Some states have laws specifically designed to keep people like Ator from having guns. Twelve states have universal background-check laws to keep people who fail federal checks from simply turning around and just buying weapons from private dealers instead. A handful of other states take it a step further, requiring people to get a permit to purchase firearms. In addition, a number of states have passed "red flag" laws that give family members or law enforcement the ability to petition the government to take guns away from people who are behaving in a disturbing or frightening manner, as Ator had been doing.
But Texas laws make it pretty easy for people who should be barred from buying guns to get ahold of them anyway. Federally licensed gun dealers in the state have to run federal background checks, but there are there are no state background checks, and private sellers are entirely exempt from these rules. While Democrats in the state have pushed for red flag laws, the Republicans who control all branches of state government have stopped such bills from even being debated in the legislature.

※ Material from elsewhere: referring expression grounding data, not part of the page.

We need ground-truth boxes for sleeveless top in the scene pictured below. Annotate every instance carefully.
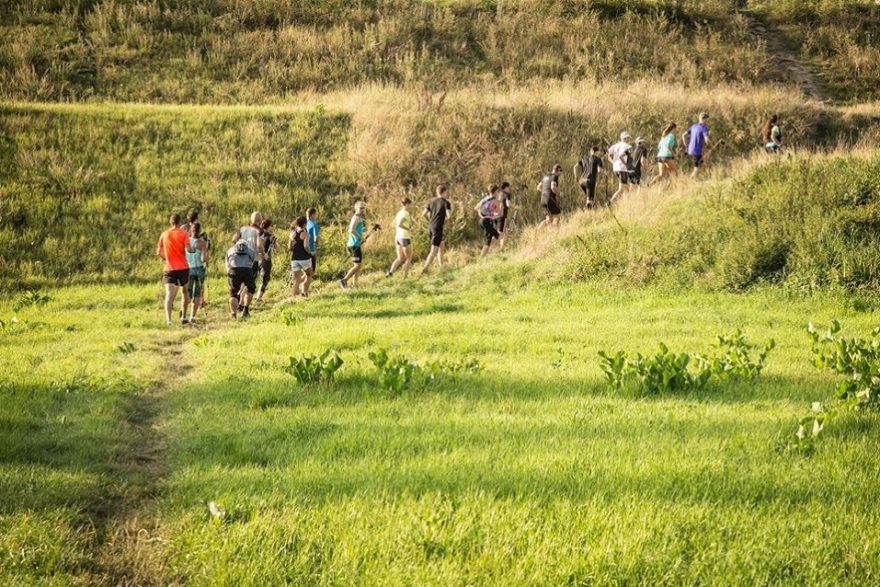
[290,228,310,261]
[186,237,204,269]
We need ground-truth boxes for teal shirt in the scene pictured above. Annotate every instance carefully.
[658,133,676,158]
[347,216,364,247]
[186,237,204,269]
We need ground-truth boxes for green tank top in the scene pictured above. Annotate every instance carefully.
[186,237,204,269]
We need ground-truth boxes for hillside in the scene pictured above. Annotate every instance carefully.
[2,0,878,103]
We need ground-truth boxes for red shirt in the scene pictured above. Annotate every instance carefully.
[157,227,190,271]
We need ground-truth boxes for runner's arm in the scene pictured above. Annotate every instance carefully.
[573,161,582,182]
[157,237,164,260]
[199,240,208,265]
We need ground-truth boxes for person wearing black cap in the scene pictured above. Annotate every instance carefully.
[537,164,563,227]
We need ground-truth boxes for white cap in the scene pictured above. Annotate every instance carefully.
[620,131,631,141]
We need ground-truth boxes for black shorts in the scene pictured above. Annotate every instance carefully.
[429,226,444,247]
[630,173,641,185]
[496,216,508,233]
[543,201,561,216]
[616,171,629,184]
[348,245,363,264]
[228,267,256,297]
[480,218,500,245]
[258,259,272,292]
[691,154,704,168]
[580,181,597,200]
[163,268,189,287]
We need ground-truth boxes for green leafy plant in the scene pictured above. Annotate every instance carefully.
[788,321,880,452]
[369,349,421,394]
[598,344,710,395]
[279,309,301,326]
[0,316,48,335]
[117,341,137,354]
[705,329,776,380]
[192,334,210,348]
[13,289,51,311]
[284,351,344,385]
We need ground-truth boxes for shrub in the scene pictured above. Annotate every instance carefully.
[13,289,50,311]
[705,329,776,380]
[284,351,344,385]
[368,349,422,395]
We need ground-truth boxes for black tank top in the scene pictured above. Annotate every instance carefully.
[290,228,310,261]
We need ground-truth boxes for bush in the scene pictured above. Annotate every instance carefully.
[368,349,422,395]
[284,351,344,385]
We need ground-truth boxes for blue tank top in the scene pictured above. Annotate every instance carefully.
[347,216,365,247]
[186,237,204,268]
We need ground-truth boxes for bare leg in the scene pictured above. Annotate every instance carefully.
[388,244,405,275]
[437,243,444,267]
[164,284,177,324]
[292,270,303,297]
[229,295,239,317]
[303,270,313,296]
[401,247,412,277]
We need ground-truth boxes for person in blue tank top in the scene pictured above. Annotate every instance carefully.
[650,122,678,186]
[339,201,379,289]
[184,221,209,323]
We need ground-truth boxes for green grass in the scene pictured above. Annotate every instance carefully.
[3,272,880,584]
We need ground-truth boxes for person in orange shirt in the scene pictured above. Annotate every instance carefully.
[157,213,195,325]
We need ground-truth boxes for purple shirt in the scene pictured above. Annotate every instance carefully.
[687,123,710,156]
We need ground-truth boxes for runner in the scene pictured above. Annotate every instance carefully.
[683,112,712,178]
[184,221,209,323]
[497,181,514,249]
[387,197,414,278]
[225,238,256,320]
[156,214,194,326]
[650,122,678,185]
[574,146,604,208]
[289,216,314,297]
[339,201,378,289]
[306,207,320,274]
[630,137,648,192]
[763,114,783,152]
[607,132,633,203]
[537,164,563,227]
[233,212,265,308]
[475,185,502,257]
[255,218,276,302]
[421,185,452,274]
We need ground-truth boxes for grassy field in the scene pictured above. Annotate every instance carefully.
[3,269,880,584]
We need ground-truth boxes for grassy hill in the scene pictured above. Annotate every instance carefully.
[2,0,878,103]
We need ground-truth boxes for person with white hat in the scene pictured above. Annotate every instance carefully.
[607,131,633,203]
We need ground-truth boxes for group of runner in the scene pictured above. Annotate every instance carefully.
[155,112,783,324]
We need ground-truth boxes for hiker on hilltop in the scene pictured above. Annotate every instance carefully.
[650,122,678,185]
[233,212,265,314]
[497,181,514,249]
[575,146,604,209]
[289,216,314,297]
[387,197,414,279]
[608,132,633,203]
[537,164,563,227]
[157,213,195,326]
[254,218,276,303]
[630,137,648,192]
[306,208,320,274]
[683,112,712,178]
[184,221,209,323]
[339,201,378,289]
[421,185,452,274]
[763,114,783,153]
[225,238,256,320]
[475,184,502,257]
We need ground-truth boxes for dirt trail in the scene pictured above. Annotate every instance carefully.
[739,11,827,102]
[85,333,196,586]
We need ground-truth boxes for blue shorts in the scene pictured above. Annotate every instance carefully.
[187,266,205,298]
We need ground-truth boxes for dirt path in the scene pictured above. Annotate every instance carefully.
[85,333,196,586]
[739,11,827,102]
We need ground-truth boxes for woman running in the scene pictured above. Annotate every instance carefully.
[475,185,501,257]
[340,201,377,289]
[184,221,208,322]
[387,197,414,278]
[289,216,313,298]
[651,122,678,185]
[763,115,783,153]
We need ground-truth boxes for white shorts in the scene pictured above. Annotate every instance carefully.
[291,259,312,272]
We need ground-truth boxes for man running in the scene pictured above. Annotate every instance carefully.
[575,146,604,209]
[387,197,414,278]
[306,207,320,273]
[184,221,208,323]
[497,181,514,249]
[608,132,633,203]
[421,185,452,274]
[156,214,194,326]
[255,218,276,303]
[225,238,256,320]
[339,201,377,289]
[537,164,563,227]
[475,185,502,257]
[233,212,264,315]
[684,112,712,178]
[630,137,648,192]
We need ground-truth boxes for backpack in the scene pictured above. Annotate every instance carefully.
[479,196,495,218]
[540,174,555,204]
[234,240,249,256]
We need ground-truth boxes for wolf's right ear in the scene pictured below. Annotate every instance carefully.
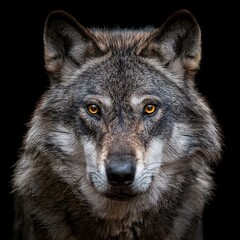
[44,10,102,83]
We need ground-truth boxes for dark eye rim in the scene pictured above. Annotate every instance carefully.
[86,104,101,116]
[143,103,159,116]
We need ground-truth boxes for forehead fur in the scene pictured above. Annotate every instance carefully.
[91,29,153,53]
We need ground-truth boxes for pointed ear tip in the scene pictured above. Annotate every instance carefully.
[171,9,198,22]
[173,9,194,16]
[44,10,78,39]
[45,10,73,27]
[46,10,70,19]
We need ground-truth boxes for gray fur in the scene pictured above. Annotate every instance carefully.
[12,9,222,240]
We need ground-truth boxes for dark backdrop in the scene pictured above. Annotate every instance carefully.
[2,1,238,239]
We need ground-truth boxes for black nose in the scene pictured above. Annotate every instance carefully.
[106,157,136,186]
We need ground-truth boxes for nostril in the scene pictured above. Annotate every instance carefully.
[123,173,135,185]
[106,159,136,186]
[107,172,120,186]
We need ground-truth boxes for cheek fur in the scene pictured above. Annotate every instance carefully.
[82,138,108,192]
[133,138,164,192]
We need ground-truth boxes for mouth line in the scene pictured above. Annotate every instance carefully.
[105,192,138,202]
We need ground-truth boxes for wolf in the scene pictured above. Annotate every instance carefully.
[12,9,222,240]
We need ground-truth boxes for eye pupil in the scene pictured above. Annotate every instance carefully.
[144,104,157,115]
[87,104,99,115]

After the high school shooting in Santa Fe, Texas, last year, Abbott publicly flirted with the idea of a red flag law, but then swiftly backed down under pressure, especially from Lt. Gov. Dan Patrick, a hard-right Republican who said, "I have never supported these policies," and insisted there was no chance of such a law passing the state legislature.
At a hearing held on the issue in 2018, opponents of gun safety laws argued against red flag laws by shamelessly invoking the specter of bitter women using the laws to take guns away from their ex-husbands. In reality, of course, such laws require due process to prevent frivolous complaints.
More to the point, women who call the police about armed ex-husbands often have real reason to be afraid. Every day in this country, an average of three women are murdered by current or former romantic partners. The mass shooting at a church in Sutherland Springs, Texas, in November of 2017 — which left 26 people dead — started off as a domestic violence situation: The shooter's ex-wife's family attended the church, and he seemed to be motivated by a desire to hurt her. Another mass shooting a couple of months before that one left eight people dead murdered after a man showed up at his ex-wife's house to kill her and all her friends, who were there for a cookout.
Desperate to look like he's actually doing something while doing nothing, Abbott tweeted on Monday that "Expedited executions for mass murderers would be a nice addition" to existing criminal laws.
This is particularly dumb, because most of these mass murderers go into the shooting knowing they're not likely to live to see tomorrow, much less the years of waiting around for the death penalty process to be completed. In the six major mass shootings over the past two years in Texas, four of the shooters were killed on the scene, either by police or by themselves.
We already know what works to prevent gun violence: Getting rid of guns. Countries with strict gun control laws have much lower homicide rates. States with more gun control have fewer gun deaths. And while there are crimes like mass stabbings in places like California, where there are strict gun control laws, the death rate is much lower.
Abbott can tweet all he likes and show up to memorials to pull sad faces, but his actions make clear that neither he nor his party care about these mass murders. If they did, they wouldn't be trying to deflect attention from the gun issue with go-nowhere issues like expedited executions. They'd be passing strong gun control laws to keep people like Seth Ator — or Patrick Crusius or Devin Patrick Kelley or Dimitrios Pagourtzis or Spencer Hight or Micah Xavier Johnson — from getting guns in the first place.